- Interactive map of Chitek Lake Anishinaabe Provincial Park
- Location: Manitoba, Canada
- Coordinates: 52°24′N 99°30′W﻿ / ﻿52.400°N 99.500°W
- Area: 996 km^{2} (385 sq mi)
- Established: 2014
- Governing body: Government of Manitoba

= Chitek Lake Anishinaabe Provincial Park =

Provincial park in Manitoba, Canada

Chitek Lake Anishinaabe Provincial Park is a provincial park designated by the Government of Manitoba in 2014. The park is 996 km2 in size. The park is considered to be a Class II protected area under the IUCN protected area management categories. Since 2016, Chitek Lake Anishinaabe Provincial Park has been co-managed with Skownan First Nation and is the first provincial park in Manitoba to be classified as a Indigenous Traditional Use Park.

== Wildlife ==
Chitek Lake Anishinaabe Provincial Park is home to Manitoba's only wild population of wood bison. Bison were first introduced in 1991, when the provincial government introduced 13 wood bison on the shores of Chitek lake. By the time the provincial park was established in 2014, it was estimated the size of the heard had grown to approximately 300 bison.
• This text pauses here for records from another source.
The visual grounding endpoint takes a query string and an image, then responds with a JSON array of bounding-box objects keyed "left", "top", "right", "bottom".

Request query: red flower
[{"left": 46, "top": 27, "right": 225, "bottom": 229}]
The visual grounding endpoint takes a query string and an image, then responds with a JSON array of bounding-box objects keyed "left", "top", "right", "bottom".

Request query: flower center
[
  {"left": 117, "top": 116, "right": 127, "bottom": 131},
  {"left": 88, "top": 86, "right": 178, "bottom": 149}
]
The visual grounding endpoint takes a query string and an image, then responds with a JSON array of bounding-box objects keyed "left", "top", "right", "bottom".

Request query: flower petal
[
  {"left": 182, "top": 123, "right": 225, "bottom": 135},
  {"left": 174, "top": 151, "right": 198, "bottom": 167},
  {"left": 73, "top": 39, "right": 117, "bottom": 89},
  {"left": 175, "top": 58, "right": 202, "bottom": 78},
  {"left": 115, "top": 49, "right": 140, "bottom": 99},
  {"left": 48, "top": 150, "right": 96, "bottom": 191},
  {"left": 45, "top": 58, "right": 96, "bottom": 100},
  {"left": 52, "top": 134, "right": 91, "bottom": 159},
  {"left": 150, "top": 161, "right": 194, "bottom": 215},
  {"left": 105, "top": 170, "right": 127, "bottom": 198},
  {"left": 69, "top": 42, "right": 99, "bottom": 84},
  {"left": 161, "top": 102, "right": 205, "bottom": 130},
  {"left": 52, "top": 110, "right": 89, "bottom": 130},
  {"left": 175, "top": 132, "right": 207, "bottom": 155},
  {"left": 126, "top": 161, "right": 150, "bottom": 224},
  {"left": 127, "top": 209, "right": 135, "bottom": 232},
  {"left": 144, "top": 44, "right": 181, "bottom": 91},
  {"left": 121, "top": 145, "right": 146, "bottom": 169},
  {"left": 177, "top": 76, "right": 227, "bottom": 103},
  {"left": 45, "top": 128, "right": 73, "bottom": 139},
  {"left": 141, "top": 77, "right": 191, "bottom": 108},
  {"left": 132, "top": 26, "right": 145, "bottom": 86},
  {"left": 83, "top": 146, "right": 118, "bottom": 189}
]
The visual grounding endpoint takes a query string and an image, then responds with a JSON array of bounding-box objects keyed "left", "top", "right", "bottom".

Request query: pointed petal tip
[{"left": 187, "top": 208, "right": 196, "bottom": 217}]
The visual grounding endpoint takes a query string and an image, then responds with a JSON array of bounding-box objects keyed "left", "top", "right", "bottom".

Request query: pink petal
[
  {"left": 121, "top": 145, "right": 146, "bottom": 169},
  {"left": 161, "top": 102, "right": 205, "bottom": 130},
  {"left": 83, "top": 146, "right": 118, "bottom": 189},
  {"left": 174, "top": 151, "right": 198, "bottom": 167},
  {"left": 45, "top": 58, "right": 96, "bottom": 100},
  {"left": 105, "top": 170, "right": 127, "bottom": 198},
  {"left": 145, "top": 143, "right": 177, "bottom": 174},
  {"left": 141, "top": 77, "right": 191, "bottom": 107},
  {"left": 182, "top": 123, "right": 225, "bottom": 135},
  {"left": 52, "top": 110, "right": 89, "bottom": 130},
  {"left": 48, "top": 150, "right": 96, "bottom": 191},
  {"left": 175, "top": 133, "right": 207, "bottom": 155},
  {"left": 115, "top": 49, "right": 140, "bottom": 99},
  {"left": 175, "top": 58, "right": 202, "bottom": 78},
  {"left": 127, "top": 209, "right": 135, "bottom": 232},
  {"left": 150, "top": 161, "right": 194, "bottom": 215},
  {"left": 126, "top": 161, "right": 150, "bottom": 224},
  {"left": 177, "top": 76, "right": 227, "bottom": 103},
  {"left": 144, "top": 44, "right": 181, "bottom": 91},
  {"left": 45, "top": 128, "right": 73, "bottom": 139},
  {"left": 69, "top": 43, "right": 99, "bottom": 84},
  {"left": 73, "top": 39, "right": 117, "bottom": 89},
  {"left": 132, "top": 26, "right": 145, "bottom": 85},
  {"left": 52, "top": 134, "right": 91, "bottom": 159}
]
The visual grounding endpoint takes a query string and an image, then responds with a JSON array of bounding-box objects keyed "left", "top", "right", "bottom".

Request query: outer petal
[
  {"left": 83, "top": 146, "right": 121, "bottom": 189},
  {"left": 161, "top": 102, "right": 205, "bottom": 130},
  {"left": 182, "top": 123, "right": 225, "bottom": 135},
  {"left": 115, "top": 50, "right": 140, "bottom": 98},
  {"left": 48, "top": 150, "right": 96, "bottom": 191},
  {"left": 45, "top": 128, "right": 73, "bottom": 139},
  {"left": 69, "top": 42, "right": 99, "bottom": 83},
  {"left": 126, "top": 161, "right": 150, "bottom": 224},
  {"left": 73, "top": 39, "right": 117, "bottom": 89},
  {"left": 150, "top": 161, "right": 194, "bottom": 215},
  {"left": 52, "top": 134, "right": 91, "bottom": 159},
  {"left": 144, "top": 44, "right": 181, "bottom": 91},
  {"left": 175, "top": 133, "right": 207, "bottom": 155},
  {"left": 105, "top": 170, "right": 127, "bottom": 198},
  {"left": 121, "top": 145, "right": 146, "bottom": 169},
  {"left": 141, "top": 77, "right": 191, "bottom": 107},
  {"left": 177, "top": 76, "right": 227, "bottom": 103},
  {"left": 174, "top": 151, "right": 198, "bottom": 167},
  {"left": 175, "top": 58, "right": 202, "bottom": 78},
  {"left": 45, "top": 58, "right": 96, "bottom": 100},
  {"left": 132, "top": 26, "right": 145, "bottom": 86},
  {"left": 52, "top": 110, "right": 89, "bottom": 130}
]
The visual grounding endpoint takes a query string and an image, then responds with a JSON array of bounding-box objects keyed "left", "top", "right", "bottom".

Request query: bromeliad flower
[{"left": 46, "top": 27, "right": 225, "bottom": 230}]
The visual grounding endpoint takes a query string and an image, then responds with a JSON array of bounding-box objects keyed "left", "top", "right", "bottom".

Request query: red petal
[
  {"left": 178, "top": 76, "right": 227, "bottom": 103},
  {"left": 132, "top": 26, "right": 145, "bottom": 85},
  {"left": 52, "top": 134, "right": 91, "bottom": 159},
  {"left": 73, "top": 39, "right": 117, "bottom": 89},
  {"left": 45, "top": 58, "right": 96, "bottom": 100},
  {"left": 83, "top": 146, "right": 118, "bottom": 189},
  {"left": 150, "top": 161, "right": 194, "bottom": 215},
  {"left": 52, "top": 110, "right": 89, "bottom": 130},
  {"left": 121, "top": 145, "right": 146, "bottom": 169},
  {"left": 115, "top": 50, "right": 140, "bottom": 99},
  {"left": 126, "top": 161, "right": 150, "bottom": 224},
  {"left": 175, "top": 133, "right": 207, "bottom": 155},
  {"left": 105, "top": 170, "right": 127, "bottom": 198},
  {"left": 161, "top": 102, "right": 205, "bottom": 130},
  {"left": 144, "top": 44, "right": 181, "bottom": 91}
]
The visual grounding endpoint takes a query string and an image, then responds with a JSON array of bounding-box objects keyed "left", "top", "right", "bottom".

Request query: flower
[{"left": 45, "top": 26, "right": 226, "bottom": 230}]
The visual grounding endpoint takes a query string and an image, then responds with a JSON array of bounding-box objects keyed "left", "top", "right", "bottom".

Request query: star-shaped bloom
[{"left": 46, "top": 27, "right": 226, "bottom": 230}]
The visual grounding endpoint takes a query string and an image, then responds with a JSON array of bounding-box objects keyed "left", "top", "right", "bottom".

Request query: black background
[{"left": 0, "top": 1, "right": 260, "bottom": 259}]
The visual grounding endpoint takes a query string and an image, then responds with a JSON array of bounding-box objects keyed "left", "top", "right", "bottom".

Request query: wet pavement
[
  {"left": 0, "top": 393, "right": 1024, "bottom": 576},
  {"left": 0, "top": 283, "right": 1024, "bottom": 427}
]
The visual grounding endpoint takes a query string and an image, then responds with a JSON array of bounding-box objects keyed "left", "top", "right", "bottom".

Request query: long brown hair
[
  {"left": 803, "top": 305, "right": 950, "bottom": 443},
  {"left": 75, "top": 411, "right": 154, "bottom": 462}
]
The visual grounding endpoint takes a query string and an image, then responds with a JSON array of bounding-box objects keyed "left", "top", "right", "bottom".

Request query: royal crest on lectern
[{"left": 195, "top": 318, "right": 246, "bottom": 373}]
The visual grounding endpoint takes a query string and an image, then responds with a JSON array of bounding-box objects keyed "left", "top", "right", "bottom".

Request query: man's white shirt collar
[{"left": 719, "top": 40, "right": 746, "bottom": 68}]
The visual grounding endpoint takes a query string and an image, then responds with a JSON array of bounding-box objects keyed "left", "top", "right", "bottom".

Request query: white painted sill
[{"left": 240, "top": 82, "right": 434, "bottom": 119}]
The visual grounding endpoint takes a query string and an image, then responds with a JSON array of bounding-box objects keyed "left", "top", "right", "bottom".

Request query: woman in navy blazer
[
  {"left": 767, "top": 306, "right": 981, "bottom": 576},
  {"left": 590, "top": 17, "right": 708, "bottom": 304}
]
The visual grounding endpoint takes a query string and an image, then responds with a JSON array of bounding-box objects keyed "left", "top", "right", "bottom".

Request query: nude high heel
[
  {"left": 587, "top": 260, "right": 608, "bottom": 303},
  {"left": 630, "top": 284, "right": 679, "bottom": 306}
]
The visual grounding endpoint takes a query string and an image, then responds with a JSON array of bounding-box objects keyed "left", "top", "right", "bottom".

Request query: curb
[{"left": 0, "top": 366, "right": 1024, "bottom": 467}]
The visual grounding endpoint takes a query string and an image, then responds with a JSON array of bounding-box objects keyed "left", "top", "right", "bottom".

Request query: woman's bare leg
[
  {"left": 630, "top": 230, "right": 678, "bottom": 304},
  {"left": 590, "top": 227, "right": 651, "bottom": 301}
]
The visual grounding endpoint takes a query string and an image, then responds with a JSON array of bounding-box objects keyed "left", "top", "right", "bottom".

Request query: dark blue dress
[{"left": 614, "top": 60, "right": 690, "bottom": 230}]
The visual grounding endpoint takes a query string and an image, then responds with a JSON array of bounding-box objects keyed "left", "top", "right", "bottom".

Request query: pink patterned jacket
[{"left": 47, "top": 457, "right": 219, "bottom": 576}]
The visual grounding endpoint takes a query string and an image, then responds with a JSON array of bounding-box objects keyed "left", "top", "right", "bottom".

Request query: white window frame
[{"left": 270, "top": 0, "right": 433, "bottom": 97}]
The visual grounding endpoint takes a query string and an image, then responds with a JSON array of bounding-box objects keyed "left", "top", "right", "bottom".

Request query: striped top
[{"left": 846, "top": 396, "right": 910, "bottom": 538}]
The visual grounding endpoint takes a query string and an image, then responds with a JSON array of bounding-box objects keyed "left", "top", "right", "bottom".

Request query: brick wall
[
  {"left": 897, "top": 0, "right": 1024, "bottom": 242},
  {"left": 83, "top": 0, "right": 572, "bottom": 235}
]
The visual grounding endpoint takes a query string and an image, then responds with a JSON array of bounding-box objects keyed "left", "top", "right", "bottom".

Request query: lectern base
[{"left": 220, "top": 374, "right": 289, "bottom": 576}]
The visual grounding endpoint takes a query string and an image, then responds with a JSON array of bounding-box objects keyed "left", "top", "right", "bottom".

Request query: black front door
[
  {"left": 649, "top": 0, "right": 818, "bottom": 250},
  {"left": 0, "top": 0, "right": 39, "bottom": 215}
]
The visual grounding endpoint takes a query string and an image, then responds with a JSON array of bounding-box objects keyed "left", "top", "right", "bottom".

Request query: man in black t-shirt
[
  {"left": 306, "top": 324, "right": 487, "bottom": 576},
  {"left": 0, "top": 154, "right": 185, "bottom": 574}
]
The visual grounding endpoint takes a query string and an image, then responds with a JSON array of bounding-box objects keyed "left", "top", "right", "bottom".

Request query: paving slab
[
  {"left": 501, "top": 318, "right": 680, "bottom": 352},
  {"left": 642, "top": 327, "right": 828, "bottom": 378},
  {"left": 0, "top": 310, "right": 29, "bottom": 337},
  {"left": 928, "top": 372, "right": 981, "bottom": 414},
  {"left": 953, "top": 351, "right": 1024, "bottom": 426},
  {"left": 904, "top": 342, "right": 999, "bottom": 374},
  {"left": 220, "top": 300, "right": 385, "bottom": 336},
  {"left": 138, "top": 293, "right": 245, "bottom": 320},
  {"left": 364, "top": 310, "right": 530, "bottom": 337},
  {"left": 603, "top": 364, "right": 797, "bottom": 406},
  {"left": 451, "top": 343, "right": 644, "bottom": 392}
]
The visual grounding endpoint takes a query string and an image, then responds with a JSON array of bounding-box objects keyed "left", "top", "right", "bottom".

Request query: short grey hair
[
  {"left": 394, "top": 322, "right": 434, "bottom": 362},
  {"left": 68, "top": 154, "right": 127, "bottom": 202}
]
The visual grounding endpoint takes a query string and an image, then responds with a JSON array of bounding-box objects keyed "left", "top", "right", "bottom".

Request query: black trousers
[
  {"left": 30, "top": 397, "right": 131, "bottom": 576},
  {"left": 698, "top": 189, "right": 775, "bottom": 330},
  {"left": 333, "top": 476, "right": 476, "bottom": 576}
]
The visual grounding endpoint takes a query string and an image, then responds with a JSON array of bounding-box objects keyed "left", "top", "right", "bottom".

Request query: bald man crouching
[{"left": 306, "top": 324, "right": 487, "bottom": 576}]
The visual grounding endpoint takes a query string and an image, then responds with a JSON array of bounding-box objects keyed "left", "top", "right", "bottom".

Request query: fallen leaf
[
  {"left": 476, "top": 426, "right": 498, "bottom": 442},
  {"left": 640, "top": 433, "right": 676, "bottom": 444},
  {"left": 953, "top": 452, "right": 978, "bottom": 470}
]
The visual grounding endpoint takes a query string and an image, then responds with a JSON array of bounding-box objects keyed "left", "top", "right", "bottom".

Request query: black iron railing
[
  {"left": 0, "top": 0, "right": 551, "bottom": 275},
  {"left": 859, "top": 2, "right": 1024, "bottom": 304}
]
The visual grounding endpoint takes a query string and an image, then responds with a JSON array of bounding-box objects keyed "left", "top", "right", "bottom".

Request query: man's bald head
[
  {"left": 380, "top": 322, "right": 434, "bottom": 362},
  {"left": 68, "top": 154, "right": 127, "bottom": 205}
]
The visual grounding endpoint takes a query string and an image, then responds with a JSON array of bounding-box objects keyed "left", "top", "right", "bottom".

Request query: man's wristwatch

Although the Chitek Lake area is outside the historic range of wood bison, it was thought that the area would nevertheless be well suited for wood bison habitation due to it still being within the Canadian boreal forest, as well as the site's relative isolation; shielding the heard from bovine tuberculosis and other diseases endemic to many other wood bison populations. For these reasons, the relocation of wood bison to Chitek Lake Anishinaabe Provincial Park is often viewed as a wood bison recovery program rather than a reintroduction program.